ホンダ シビックタイプR

<日本導入も期待したいホンダ渾身のスポーツカー>

ホンダ シビックタイプRホンダは、ジュネーブショーでスポーツカーのシビックタイプRを公開した。このシビックタイプRは、2015年夏に欧州で発売を予定しているモデルだ。

シビックタイプRは、とにかく速さを追求。目指したのは「歴代最高のシビック TYPE R」。タイプRというと、自然吸気の高回転型エンジンというイメージが強い。しかし、今回はパワーと環境性能を両立した新開発の「2.0L VTEC TURBOエンジン」を採用した。ホンダにとって、軽自動車以外の市販用ターボエンジンは久しぶりの設定。ターボエンジンといえば、復帰したばかりのF1とイメージが重なり、ホンダファンにとっては注目されるエンジンと言える。

新たに搭載された2.0L直列4気筒ターボエンジンは、ホンダ独創のVTECに直噴技術とターボチャージャーを組み合わせ、最高出力310馬力、最大トルク400Nmという、歴代タイプRモデルで最高となる出力をもつ。ミッションは、6速MTとなり、0-100km/hの加速は5.7秒、最高速度は270km/hとなった。この実力は、FFハッチバックモデルにおいて世界トップレベルの走行性能だ。

ホンダは、自動車開発の聖地とも言われるドイツのサーキット、ニュルブルクリンクで、量販FF車最速を目指している。発売前のモデルでは、すでに7分50秒を出しホンダはクラス最速のタイムを叩き出している。実際に市販された後のタイムにも注目だ。
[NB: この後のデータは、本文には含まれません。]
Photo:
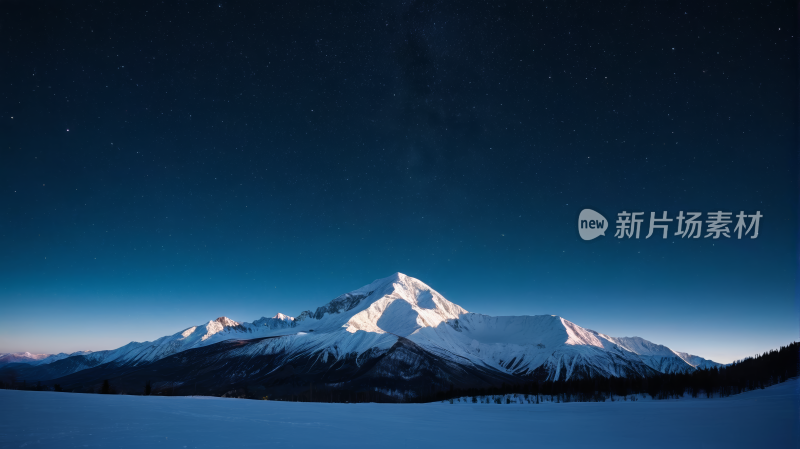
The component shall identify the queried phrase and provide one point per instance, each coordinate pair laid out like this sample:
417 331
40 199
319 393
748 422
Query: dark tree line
752 373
ホンダ シビックタイプRシビックタイプRのデザインは、ひと目で特別感のあるアグレッシブなスタイルとなった。全身エアロパーツをまとっている。エアロダイナミクス性能は、高速走行時の安定性と高いダウンフォース性能の実現を目指し、コンピューターによるシミュレーションや風洞施設の活用のほか、北海道・鷹栖プルービングセンターのテストコースや三重県・鈴鹿サーキット、そしてドイツ・ニュルブルクリンク北コースなど、さまざまなコースでの徹底したテスト走行を通じて開発が進められた。
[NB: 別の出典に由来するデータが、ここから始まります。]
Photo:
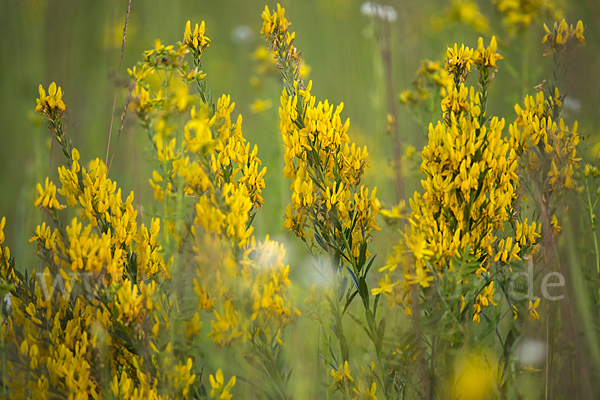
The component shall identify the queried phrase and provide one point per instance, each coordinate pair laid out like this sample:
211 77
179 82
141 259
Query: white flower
384 12
242 34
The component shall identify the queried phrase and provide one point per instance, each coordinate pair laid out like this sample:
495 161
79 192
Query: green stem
590 208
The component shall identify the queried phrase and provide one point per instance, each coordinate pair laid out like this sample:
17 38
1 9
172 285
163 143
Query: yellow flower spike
533 314
2 223
579 32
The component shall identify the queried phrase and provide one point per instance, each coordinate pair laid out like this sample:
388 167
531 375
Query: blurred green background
77 44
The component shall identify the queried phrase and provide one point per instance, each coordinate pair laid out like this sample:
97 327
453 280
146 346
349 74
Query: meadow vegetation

シビックタイプRのような高出力のFF車は、ちょっとした癖が出てくる。トルクステアがもらたすステアリングフィールの悪さだ。アクセルを踏み込むと、前輪が駆動輪であるため、強大なパワーでステアリングが暴れることがある。こうした癖を楽しみとして、押さえ込みながら走るというのも楽しいものだが、安定して速くは走れない。シビックタイプRには、「デュアルアクシスストラットサスペンション」をフロントに採用し、コーナリング時の安定性や、ステアリングフィールの向上を実現している。さらに、高出力を確実に路面に伝えるため、「アダプティブダンパーシステム」を前後サスペンションに採用。高出力FF車の悪癖を消し、乗りやすさを実現している。
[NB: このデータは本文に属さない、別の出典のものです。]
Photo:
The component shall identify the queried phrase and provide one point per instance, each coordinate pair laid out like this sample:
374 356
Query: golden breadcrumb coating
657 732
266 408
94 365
高性能マシンとして生まれたシビックタイプRだが、サーキット専用車ではなく、あくまで一般道を走るクルマだ。そのため、通常時はできるだけ快適に走れるセッティングとしている。ただし、それではサーキット走行などで物足りなさを感じることもある。そこで、シビックタイプRのキャラクターをボタン一つで変えてくれる「+R」モードを採用。エンジンのレスポンスや力強さ、サスペンションのダンパー性能、パワーステアリングのアシスト力などが変更され、さらに高いハンドリング性能を得ることができる。

そんなシビックタイプRだが、日本導入時期や価格は今のところ未定。日本ではスポーツカーの人気が無くなっているのでたくさん売ることはできない。今までの流れを見ていると、台数限定で導入される可能性も高い。とくに、今年は東京モーターショーが開催される。タイミング的には、東京モーターショー開催時期が、日本導入のひとつの目安になるかもしれない。